You’ve dug the hole in your backyard. You’ve installed the liner, and all of the pipes and filters are in place. You’ve filled your new pond with water. But now what? Should you add plants or fish to the new pond? Well, before you do that, you’ll need to season the pond. Similar to an indoor aquarium, certain nitrifying bacteria need to be in place to help promote the proper environment for plants and fish to grow and thrive. When I first set up our aquarium, the pet store gave me a bag of water with some of the sludge from their filters. The water looked disgusting, but it contained bacteria that was necessary for the fish to thrive.
These nitrifying bacteria do not exist in a new pond and need to grow. Instead of simply adding plants and fish to a new pond, you’ll need to give the pond time to develop these bacteria, but there are some steps that you can take to help the bacteria develop.
When you install a new filter in your pond, it is void of any bacteria. These bacteria do not grow if the water is too cold. So, in the spring, when the water starts to warm up, you can add enzymes to your pond to promote the growth of this bacteria. Do not do any backwashing for about a month, to allow the nitrifying bacteria a chance to grow in the filter. After a month, you can backwash as directed. If you have a UV filter, keep it turned off for the first month to give the bacteria a chance to build up.

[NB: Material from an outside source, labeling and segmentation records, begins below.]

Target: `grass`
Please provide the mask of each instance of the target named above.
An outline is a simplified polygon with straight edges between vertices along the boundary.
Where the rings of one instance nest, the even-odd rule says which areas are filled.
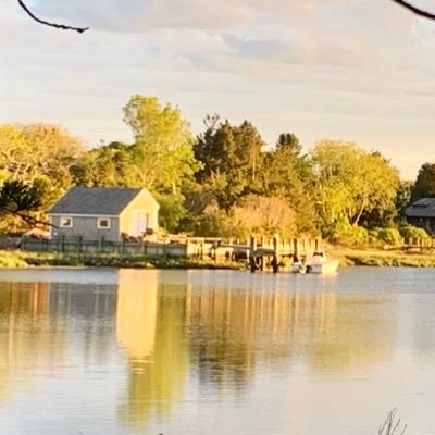
[[[340,261],[340,265],[371,265],[380,268],[435,268],[435,253],[403,252],[400,249],[350,249],[332,247],[331,257]]]
[[[141,254],[58,253],[2,251],[0,268],[70,266],[70,268],[132,268],[132,269],[227,269],[245,270],[246,264],[213,260],[163,258]]]
[[[340,261],[341,266],[408,266],[435,268],[435,253],[403,252],[383,249],[351,249],[330,247],[328,257]],[[57,253],[22,252],[0,250],[0,268],[132,268],[132,269],[226,269],[246,270],[244,262],[228,262],[200,259],[150,257],[142,254],[114,253]]]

The bacteria need some nutrients to grow. These common nutrients can be found in organic waste. So, add a couple of koi or goldfish to your pond. The waste from the fish will give the bacteria what they need to grow. Just be sure not to overpopulate the pond. At this point, a couple of fish are all that is needed. You can add more later after the bacteria is established. Remember that chlorine can kill the fish, so if your water is chlorinated, be sure to add some de-chlorinator to the water before you add the fish.
Given time, the nitrifying bacteria will build up in your pond, promoting a healthy environment for the aquatic animals and plants that you choose to put in your pond. If you follow these steps, and have a bit of patience, and give your pond time to become seasoned, you’ll be rewarded with a healthy, thriving ecosystem in your backyard.